Spring Ram suffered another traumatic session, down 7p at 68p. Expectations that Amec, the building group, will cut its dividend today knocked the shares 5p to 76p.
Suter, the mini-conglomerate, created a stir. Its interest in James Wilkes, where it has more than 10 per cent, lifted the engineer 2p to 72p (after 76p). Excalibur, an engineering and jewellery group, edged ahead 1p to 12p as Suter emerged as a 5.9 per cent shareholder. But Suter, on further consideration of its results, dropped 11p to 133p.
Stonehill Holdings, the former furniture maker now a property business, was unchanged at 14p as the revamping, led by Cathay International Investments, a Chinese company, was completed. CII has 68.9 per cent; another shareholder is the Beijing Municipal Finance Bureau with 4.9 per cent. CII is a property developer in China. Its main asset is uncompleted hotel in Shenzhen, which is just on the Chinese side of the Hong Kong border. It will have 346 bedrooms.
RAGLAN Property Trust, being rescued by Hong Kong interests, rose to 2p and then fell to 0.75p after the company warned its shares 'should be traded at prices substantially' below the 1.5p and 2p they have held since the reconstruction was announced on Friday. Each existing 100 shares will be consolidated into one new 1p share, the price at which the new shares are being sold in the revamp.

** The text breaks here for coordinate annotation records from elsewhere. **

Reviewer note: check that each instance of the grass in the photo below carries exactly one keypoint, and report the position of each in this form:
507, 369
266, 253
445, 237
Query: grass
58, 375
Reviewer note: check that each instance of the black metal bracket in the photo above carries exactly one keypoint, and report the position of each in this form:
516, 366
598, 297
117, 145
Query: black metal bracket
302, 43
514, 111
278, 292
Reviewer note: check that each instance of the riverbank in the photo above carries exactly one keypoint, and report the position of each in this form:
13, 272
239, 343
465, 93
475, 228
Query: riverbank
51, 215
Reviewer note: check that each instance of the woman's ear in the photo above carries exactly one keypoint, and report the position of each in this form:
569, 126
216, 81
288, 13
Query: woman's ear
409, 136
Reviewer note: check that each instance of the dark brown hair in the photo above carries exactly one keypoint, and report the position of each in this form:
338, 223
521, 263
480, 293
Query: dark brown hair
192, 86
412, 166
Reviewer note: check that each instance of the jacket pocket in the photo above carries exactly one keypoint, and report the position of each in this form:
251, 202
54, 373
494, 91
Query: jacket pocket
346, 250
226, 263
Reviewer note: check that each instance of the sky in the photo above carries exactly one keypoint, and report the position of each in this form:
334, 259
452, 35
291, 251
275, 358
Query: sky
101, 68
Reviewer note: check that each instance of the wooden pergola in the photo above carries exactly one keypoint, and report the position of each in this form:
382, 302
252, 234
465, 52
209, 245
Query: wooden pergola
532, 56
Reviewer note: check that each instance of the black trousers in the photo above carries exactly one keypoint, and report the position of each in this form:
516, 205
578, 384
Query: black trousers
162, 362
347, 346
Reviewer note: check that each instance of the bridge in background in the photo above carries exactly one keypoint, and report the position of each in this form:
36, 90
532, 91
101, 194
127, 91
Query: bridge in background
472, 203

HARRY Ramsden's, the Yorkshire fish-and-chip emporium, rose 5p to 148p as Greig Middleton forecast profits will hit pounds 825,000, a pounds 200,000- plus increase, in the year to September. The group is expanding in this country and overseas, largely through franchise and joint ventures. Its Hong Kong restaurant is described as 'promising'. Seven units are now open. The shares were floated in 1989 at 100p.